Fix schools from the start

Story by Jen Jordan / August 24, 2015

High schools in Charleston County that are struggling because students have fled to other schools need the full attention of the community — educators, businesses and concerned citizens. The situation is simply unacceptable for the students who are left behind.

But while it is critical to address the plight of these high school students now, before it is too late for them, the focus must be broader.

Students should not be entering high school reading at or below a fourth grade level. But then students should not be entering first grade without the academic and social skills kindergartens are expected to teach them.

And young children should not be entering pre-school on the losing side of the “word gap”. As described by Patty Bennett-Uffelman, Janet Segal and Steve Skardon in a letter to the editor on this page, low-income children are exposed to 30 million fewer words than higher-income children by the age of 3.

The authors are involved in an ambitious project called Begin with Books that sends a book a month to children from birth to age 5.

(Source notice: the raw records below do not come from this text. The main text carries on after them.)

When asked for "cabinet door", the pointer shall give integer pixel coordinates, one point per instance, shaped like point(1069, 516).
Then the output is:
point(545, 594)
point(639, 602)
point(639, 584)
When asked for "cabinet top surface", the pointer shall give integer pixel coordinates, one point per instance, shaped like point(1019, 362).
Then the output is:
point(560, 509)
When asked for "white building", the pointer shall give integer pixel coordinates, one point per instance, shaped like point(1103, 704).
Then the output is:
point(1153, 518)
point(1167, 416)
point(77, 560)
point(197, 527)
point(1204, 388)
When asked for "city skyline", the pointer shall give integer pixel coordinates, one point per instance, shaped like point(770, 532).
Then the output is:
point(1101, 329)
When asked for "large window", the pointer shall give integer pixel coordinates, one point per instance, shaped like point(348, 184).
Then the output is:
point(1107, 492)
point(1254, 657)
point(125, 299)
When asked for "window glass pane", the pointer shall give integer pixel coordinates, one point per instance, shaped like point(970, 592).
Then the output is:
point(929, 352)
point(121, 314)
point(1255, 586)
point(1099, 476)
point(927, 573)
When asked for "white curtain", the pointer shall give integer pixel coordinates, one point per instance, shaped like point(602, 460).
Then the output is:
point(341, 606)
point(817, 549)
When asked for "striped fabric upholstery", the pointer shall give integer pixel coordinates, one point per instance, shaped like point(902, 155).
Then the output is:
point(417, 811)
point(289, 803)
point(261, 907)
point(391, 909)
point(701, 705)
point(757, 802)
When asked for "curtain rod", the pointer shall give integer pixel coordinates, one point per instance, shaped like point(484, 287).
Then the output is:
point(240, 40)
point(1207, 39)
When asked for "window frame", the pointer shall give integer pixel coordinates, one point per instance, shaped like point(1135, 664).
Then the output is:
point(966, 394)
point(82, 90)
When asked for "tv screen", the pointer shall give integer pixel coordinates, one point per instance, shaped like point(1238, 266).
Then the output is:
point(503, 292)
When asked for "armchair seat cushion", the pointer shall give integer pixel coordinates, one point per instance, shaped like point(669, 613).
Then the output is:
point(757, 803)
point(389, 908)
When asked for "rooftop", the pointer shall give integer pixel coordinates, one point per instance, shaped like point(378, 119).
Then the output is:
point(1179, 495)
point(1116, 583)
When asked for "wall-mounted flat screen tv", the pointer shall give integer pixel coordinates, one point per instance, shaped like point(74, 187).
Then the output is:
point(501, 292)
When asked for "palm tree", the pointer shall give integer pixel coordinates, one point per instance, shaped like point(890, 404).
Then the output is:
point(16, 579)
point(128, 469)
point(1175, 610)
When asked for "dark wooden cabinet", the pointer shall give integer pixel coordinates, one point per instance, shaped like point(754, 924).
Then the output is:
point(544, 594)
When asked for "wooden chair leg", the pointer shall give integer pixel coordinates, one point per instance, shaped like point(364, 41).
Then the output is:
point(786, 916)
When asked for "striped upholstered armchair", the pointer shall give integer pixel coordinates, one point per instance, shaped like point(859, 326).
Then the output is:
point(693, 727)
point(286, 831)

Educators have long said that beginning learning in early childhood is vitally important for long-term success in school, and programs like Begin with Books surely help.

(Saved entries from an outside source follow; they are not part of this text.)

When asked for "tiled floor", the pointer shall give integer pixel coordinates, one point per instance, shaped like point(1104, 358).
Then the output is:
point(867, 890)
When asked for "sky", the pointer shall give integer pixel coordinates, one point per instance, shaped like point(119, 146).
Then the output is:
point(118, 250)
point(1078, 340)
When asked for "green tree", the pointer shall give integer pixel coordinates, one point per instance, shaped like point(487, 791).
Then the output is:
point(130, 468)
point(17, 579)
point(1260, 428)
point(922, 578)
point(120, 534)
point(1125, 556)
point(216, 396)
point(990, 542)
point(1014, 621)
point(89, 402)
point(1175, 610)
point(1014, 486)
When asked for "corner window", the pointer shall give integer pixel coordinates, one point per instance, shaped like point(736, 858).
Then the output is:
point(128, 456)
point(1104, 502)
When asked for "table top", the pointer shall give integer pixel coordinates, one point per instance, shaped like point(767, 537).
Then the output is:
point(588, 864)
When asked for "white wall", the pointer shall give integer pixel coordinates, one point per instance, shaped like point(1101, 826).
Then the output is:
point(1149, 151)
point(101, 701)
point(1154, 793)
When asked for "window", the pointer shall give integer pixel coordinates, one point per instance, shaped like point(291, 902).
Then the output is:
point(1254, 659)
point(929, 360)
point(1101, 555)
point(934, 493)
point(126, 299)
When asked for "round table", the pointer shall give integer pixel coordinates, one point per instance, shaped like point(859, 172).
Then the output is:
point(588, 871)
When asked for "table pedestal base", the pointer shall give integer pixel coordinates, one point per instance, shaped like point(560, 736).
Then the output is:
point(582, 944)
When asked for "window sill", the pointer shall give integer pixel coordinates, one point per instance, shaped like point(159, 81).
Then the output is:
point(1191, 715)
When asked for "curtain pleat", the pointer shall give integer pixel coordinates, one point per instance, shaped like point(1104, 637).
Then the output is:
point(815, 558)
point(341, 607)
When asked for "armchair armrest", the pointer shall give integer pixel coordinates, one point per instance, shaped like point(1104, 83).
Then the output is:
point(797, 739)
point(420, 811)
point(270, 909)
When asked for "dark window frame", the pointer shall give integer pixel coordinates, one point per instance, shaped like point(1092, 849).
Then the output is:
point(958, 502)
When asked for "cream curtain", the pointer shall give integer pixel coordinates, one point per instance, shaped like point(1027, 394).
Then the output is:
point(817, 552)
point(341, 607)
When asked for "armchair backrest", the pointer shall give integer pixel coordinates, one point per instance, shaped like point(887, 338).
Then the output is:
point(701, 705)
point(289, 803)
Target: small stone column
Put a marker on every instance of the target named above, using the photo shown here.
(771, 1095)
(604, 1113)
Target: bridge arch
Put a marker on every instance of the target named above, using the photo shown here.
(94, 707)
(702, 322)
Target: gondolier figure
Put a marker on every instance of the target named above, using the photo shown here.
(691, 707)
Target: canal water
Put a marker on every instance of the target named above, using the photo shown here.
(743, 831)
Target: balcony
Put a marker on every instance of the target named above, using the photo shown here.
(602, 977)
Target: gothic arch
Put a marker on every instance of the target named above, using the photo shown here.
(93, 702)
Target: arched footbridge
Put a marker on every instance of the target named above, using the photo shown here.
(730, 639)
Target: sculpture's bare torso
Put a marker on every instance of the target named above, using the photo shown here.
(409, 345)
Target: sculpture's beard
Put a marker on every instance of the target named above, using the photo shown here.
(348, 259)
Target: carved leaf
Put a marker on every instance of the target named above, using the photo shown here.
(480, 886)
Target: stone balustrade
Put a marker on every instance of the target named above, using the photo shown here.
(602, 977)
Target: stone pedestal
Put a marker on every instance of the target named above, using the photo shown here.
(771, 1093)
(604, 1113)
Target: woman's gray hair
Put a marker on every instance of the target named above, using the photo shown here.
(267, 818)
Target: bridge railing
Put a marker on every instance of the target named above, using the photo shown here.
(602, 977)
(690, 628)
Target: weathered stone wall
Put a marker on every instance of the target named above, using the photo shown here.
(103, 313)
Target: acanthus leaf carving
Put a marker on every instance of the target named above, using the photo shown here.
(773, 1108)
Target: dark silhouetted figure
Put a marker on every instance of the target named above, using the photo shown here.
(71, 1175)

But it is the responsibility of the school district and the state to do what it takes to implement an effective early childhood program that gives children a better chance to be successful in school from the beginning.

One reason Meeting Street Academy and Meeting Street at Brentwood Elementary are knocking down stereotypes about underserved children is that they begin with 3-year-olds. They also have two teachers in each class — teachers who simply do not accept failure from their students. And the efforts are paying off for the children whose standardized test scores are far superior to their contemporaries in other schools.

If it requires the Charleston County School District re-allocating its resources to strengthen and expand its early childhood programs, so be it. That means adequate staffing, willing and well-trained teachers and efforts to get to know students’ families and to earn their support.

The district should see that students are prepared to go from 3-year-old programs to kindergarten and kindergarten to first grade.

They should be able to read at grade level before leaving elementary school. If that means more focus on literacy, the CCSD must make it happen.

“Left behind,” a five-day Post and Courier series that concluded Sunday, focused on North Charleston High School, where enrollment has shrunk because many have chosen to attend other schools. It chronicled some of the family, social, legal and health burdens that the students who remain deal with.

Unfortunately, students in all age groups have to deal with those issues. Those who have a stable school experience and are achieving academic success have an advantage over those who don’t.

Some people blame school choice for schools shrinking. And the reason they are shrinking is indeed that families are choosing alternative schools. But here’s one reason they are leaving.

William H. Lewis, the former chief operating officer of the Charleston County School District, writes in a guest column on today’s Commentary page that one root problem is that community schools have to serve over-age students who should be taught separately. And often community leaders have resisted changes to neighborhood schools, insisting on retaining small community schools and thereby inadvertently compromising students’ education.

So by all means, school officials must make sure all students have the opportunity to attend high-quality, comprehensive high schools.

But start long before that, so that when students reach high school, they’ll be ready to make the most of it.